Marine Engineers in Vietnam.
Men of the 11th Engineer Battalion move culverts into place in a mountain stream during "Operation Pegasus."
Later, military efficiency would be the rationale for the Defense Department's fight against discrimination in the local community. The Gesell Committee was used by Adam Yarmolinsky and others to demonstrate to Secretary McNamara if not to the satisfaction of skeptical military traditionalists and congressional critics that the need to solve a severe morale problem justified the department's intrusion. Appeals to military efficiency, therefore, became the ultimate justification for integrating the units of the armed forces and providing for equal treatment of its members in the community.
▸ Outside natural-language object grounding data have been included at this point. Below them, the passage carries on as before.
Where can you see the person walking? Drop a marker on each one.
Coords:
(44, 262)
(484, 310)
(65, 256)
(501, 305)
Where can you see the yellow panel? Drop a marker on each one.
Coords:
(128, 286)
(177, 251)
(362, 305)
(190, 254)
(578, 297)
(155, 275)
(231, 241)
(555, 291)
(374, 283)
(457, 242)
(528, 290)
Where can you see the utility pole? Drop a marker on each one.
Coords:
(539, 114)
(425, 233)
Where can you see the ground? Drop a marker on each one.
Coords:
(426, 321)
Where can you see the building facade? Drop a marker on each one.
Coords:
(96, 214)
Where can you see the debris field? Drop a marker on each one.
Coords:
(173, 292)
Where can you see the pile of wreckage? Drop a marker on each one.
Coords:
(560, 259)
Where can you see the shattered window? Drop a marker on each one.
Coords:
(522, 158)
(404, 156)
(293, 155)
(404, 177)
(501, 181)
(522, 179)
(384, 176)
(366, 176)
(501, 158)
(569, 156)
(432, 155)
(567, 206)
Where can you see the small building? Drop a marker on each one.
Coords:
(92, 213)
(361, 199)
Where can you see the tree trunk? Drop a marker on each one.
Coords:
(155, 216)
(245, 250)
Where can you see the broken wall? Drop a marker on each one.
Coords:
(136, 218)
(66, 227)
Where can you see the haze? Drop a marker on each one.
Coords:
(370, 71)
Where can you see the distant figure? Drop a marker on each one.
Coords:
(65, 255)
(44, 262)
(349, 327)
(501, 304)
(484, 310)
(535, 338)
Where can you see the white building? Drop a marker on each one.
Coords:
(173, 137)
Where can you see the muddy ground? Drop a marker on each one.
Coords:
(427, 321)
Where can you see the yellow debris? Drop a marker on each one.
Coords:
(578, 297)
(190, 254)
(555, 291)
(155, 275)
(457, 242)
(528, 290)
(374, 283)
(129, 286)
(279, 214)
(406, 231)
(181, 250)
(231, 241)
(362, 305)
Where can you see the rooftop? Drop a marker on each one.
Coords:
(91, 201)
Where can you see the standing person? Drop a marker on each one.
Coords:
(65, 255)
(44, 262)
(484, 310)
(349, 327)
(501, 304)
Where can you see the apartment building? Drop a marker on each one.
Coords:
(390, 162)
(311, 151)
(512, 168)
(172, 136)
Beyond the demands of the law and military efficiency, the integration of the armed forces was also influenced by certain individuals within the military establishment who personified America's awakening social conscience. They led the services along the road toward integration not because the law demanded it, nor because activists clamored for it, nor even because military efficiency required it, but because they believed it was right. Complementing the work of these men and women was the opinion of the American serviceman himself. Between 1940 and 1965 his attitude toward change was constantly discussed and predicted but only rarely solicited by senior officials. Actually his opinion at that time is still largely unknown; documentary evidence is scarce, and his recollections, influenced as they are by the intervening years of the civil rights movement, are unreliable. Yet it was clearly the serviceman's generally quiet acceptance of new social practices, particularly those of the early 1950's, that ratified the services' racial reforms. As a perceptive critic of the nation's racial history described conditions in the services in 1962:
There was a rising tide of tolerance around the nation at that time. I was thrilled to see it working in the services. Whether officers were working for it or not it existed. From time to time you would find an officer imbued with the desire to improve race relations.... It was a marvel to me, in contrast to my recent investigations in the South, to see how well integration worked in the services.[24-4]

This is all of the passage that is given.